The transitional event was first spotted on the night of March 18 by an amateur Japanese astronomer named Yuji Nakamura. Namakura lives in the Japanese city of Kameyama and was quick to report his discovery to the National Astronomical Observatory of Japan.
A classic nova
Thanks to the Seimei telescope at Kyoto University, astronomers at NAOJ and Kyoto University were able to quickly confirm that it was a nova. Since then, the phenomenon has been given the informal name Nova Cassiopeia 2021 and an official name: V1405 Cas.
Experts say the remaining glow from the explosion should be visible in the northern hemisphere for the next few days. It turns out that Nova Cas 2021 is a classic Nova. This means that it is – at least on a cosmic scale – a small explosion caused by flammable interactions within a binary star system.
The result of a fusion reaction
The binary system responsible for the nova in question would consist of a normal star and a white dwarf.
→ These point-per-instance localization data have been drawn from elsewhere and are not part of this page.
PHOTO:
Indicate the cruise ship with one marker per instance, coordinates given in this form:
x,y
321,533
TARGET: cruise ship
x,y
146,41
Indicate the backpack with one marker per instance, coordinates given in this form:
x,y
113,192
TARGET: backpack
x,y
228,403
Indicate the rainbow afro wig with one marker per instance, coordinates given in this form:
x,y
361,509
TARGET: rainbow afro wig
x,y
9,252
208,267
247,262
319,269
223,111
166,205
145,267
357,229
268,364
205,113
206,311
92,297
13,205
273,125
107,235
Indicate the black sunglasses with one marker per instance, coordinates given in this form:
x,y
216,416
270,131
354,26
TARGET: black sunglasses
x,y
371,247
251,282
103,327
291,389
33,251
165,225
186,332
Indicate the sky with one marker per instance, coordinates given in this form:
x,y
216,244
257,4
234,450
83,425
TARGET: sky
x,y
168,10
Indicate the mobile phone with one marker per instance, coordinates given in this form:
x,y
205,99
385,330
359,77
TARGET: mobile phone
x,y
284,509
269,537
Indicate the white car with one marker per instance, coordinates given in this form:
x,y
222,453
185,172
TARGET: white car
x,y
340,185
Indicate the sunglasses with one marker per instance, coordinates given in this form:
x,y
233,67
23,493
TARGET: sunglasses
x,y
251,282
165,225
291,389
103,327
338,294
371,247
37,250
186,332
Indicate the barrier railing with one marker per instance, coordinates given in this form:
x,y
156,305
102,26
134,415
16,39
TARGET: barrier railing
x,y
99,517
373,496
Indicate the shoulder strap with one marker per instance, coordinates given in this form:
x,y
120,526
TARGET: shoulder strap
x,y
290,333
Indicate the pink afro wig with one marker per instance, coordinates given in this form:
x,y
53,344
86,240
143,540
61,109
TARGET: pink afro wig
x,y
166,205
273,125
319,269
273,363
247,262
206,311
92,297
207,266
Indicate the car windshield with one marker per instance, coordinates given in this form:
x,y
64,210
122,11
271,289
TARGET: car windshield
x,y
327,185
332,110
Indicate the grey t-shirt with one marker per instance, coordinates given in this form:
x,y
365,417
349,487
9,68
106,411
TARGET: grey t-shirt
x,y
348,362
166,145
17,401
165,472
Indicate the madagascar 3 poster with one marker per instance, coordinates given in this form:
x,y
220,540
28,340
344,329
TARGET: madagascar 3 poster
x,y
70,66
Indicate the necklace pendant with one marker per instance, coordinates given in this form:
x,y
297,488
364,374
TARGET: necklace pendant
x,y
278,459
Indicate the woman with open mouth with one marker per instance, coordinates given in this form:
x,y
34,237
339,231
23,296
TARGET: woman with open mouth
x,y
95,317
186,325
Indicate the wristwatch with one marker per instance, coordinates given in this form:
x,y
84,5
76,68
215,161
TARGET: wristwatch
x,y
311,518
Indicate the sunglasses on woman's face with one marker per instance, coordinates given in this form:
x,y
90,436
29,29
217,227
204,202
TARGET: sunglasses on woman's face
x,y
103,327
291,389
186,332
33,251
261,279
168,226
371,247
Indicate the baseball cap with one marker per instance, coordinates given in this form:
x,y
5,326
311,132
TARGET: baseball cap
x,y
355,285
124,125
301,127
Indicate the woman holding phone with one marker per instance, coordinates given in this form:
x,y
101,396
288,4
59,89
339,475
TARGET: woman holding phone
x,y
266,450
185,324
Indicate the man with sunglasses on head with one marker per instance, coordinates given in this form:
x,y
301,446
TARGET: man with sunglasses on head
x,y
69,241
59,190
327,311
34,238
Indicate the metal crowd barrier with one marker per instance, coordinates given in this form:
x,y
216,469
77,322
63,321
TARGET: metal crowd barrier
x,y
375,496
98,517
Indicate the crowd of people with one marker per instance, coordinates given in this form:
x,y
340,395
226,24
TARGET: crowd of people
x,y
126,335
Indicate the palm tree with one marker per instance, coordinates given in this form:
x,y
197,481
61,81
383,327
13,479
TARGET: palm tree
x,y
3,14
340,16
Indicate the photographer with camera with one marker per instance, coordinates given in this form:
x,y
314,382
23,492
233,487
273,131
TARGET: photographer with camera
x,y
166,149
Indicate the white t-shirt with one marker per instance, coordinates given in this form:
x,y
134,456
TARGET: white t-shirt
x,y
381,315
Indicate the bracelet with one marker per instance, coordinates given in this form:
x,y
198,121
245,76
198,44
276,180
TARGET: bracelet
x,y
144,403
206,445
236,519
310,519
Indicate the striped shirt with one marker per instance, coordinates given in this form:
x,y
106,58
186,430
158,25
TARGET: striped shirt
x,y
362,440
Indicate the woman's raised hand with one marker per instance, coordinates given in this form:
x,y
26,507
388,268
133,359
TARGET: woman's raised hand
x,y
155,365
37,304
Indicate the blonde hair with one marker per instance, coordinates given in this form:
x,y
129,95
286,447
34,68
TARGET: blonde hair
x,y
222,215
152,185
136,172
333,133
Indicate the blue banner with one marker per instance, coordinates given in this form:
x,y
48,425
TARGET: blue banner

In such a system, due to the extremely high density and thus the intense gravitational force of the white dwarf, it is able to tear off gaseous matter from its partner.
The nova (left) and the same image of the sky four days ago. Photo credit: Yuji Nakamura / NAOJ
Then a fusion reaction occurs when the accumulation of gas reaches a certain temperature, which is triggered after the nova. Scientists believe this is what caused the V1405 Cas phenomenon.
At the moment, experts do not yet know which system Nova Cassiopeia 2021 belongs to. This is mainly due to the fact that the event took place very far from Earth. However, it is likely that it took place within the CzeV3217 binary system, which is 5,500 light years from Earth.
If you want to watch the glow, you know that it is visible on the right ascent 23h 24m 48s, declination + 61 ° 11 ′ 15. Don’t worry if for some reason you can’t see it! In fact, the novas are fairly common natural phenomena.